With all these factors in mind, the American College of Chest Physicians recently launched a new effort — listening. Their virtual Listening Tour launched September in Jackson, where one in seven residents have a chronic lung condition — 57 times the nation’s average. The tour, put on through the group’s philanthropy arm the Chest Foundation, brought together patients, like Burciaga, caregivers, community leaders, and providers to frankly identify real-world barriers that keep Jackson’s lung conditions so prevalent and chronic.
Providers participating in the new listening effort said starting in Jackson means acknowledging that robust access to care has historically fallen along racial and class lines, and addressing it will need an intersectional approach. But they too said, health care needs to get back to the basics of treating people, not just their disease.

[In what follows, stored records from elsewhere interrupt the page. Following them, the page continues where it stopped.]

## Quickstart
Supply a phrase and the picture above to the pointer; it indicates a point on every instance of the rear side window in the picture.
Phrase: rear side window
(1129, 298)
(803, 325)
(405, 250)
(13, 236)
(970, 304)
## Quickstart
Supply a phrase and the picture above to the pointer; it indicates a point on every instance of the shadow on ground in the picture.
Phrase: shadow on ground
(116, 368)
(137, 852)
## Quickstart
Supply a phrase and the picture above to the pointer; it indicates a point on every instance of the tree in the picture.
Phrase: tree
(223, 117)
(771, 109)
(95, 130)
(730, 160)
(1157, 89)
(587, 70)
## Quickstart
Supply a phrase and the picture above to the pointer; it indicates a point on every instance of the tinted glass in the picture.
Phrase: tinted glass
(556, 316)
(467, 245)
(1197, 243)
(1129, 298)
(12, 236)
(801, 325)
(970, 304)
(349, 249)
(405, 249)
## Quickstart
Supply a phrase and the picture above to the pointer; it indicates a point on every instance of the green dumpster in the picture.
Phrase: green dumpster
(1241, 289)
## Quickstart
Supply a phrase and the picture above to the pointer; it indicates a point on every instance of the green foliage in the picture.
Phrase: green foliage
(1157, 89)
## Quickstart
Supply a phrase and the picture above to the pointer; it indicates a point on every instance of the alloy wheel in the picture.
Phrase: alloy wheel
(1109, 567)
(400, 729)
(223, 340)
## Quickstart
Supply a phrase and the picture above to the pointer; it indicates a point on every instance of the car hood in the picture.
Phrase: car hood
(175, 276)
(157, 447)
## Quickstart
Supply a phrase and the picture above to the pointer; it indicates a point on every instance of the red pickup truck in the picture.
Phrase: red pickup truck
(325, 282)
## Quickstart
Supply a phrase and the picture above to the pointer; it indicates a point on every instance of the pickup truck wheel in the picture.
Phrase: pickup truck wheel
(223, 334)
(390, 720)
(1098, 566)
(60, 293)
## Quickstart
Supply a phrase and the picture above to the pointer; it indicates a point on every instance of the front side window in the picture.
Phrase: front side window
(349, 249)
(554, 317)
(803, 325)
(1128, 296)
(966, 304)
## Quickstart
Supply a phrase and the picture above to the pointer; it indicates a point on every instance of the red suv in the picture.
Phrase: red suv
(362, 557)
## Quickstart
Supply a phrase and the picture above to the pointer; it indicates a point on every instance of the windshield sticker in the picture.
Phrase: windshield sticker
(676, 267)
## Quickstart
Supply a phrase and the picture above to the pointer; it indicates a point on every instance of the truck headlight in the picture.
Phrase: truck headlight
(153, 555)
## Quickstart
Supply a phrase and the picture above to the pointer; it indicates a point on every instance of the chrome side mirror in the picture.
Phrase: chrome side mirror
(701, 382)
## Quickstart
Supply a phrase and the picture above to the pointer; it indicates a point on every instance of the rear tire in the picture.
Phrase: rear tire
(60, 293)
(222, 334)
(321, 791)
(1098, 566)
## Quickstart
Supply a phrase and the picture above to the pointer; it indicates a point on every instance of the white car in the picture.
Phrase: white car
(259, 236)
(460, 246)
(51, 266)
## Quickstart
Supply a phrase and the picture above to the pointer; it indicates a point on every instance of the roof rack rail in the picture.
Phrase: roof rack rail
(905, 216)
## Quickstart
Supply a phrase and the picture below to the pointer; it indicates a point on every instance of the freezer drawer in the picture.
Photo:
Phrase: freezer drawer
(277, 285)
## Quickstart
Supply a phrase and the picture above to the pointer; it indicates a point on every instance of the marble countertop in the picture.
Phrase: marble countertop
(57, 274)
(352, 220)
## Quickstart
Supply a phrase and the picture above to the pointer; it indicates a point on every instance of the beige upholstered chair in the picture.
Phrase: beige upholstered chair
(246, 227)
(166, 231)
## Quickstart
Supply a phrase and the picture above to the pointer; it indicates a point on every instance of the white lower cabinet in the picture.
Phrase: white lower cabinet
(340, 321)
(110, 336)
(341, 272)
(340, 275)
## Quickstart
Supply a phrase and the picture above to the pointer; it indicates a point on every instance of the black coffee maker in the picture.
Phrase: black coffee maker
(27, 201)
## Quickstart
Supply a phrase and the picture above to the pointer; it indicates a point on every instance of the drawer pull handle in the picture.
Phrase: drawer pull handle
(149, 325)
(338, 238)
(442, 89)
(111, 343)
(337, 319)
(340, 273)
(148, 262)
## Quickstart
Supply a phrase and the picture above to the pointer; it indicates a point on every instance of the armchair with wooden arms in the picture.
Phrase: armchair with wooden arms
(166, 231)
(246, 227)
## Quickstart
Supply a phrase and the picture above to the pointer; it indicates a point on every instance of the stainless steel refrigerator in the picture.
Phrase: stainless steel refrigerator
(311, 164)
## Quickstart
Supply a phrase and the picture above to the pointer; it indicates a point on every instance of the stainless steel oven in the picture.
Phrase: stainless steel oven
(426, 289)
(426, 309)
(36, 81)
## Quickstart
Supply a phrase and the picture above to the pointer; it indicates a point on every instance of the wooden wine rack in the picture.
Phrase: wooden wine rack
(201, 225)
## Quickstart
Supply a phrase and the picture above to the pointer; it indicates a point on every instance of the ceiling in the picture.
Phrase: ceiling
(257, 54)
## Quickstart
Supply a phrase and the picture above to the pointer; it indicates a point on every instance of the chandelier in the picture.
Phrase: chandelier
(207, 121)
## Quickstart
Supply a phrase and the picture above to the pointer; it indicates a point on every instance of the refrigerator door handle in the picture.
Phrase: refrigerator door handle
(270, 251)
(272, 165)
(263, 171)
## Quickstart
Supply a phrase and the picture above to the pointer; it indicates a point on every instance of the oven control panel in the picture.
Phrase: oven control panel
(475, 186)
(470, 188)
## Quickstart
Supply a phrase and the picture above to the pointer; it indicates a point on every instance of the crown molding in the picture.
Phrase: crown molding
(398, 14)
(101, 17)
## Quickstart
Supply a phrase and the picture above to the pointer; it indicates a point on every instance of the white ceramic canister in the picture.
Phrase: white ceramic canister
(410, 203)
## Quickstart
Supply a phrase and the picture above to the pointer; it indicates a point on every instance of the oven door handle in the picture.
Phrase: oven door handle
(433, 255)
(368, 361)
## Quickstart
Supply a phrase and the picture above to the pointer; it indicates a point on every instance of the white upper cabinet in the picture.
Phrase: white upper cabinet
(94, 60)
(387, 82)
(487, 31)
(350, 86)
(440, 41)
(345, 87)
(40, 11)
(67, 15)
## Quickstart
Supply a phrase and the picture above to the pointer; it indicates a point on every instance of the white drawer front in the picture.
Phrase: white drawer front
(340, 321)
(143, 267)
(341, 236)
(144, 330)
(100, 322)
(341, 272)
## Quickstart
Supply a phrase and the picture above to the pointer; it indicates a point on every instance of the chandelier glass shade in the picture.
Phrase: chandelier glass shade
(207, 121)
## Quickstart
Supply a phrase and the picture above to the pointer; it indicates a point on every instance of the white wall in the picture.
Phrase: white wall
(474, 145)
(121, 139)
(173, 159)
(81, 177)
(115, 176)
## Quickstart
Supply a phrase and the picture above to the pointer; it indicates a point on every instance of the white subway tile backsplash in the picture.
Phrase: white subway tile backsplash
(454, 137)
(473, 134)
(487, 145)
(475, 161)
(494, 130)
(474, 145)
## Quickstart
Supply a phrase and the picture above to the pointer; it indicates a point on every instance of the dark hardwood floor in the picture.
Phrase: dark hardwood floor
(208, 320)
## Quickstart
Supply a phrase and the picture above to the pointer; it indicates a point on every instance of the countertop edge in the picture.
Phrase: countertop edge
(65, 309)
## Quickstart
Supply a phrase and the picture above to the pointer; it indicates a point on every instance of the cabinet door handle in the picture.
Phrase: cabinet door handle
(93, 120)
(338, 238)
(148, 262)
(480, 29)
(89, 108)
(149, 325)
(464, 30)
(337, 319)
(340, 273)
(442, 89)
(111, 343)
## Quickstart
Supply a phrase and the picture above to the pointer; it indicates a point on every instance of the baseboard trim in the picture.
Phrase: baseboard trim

“We have a health issue here in Mississippi but we have a bigger heart issue here in Mississippi. It’s not about Black and white, it’s not about insured versus uninsured, it’s not about low class versus high class, it’s just about humanity and dignity,” said Dr. Justin Turner, an internist in Jackson.
Jackson is a microcosm of barriers to accessing care, but in the hub of the state’s medical system. If each of the 26 practicing pulmonologists in Jackson, the densest physician population in the state, took an even share of all the patients with lung conditions, they’d have more than 1,600 patients each. Too, 16% of residents are uninsured, so finding specialty care is not the only problem — it’s paying for it.
The first stop on the new tour identified three major barriers to overall lung health in Jackson — all anecdotal, but also reflected in research: access to care and treatment, such as un- or under-insurance rates, high deductibles and medication cost; equity imbalance, like few Black doctors and health disparities; and lacking trust in the system.
Based on their report from the tour, the foundation is recommending actions across the pulmonology field, including: teach providers to ensure patients can afford medication when they prescribe it and keep up with the prescriptions; ensure easily accessible information about doctors who accept low-income health insurance; educate providers to identify and understand barriers to access; and, raise awareness of local resources to help address social determinants of health that exacerbate disparities.
Public health advocates have long-agreed that social determinants of health, like living in poverty, low levels of education and inability to meet basic needs like food and shelter are often the missing building blocks when it comes to overall wellness. And too often, it’s lacking the proper health insurance to cover surprise medical costs.
For Burciaga, she hopes sharing her story can help others learn about lung health and the disparities endemic to accessing care.
“As far as healthcare goes, I really wish it wasn’t such a political game,” she said. “That’s what’s so frustrating, is that they (lawmakers) use healthcare as a pawn in their game, but they’re not really even taking into consideration how it really affects people’s lives and how much some people really depend on it. It’s sad that the United States being what it’s supposed to be — the reputation of what it should be and is supposed to be — is so far from what it really is.”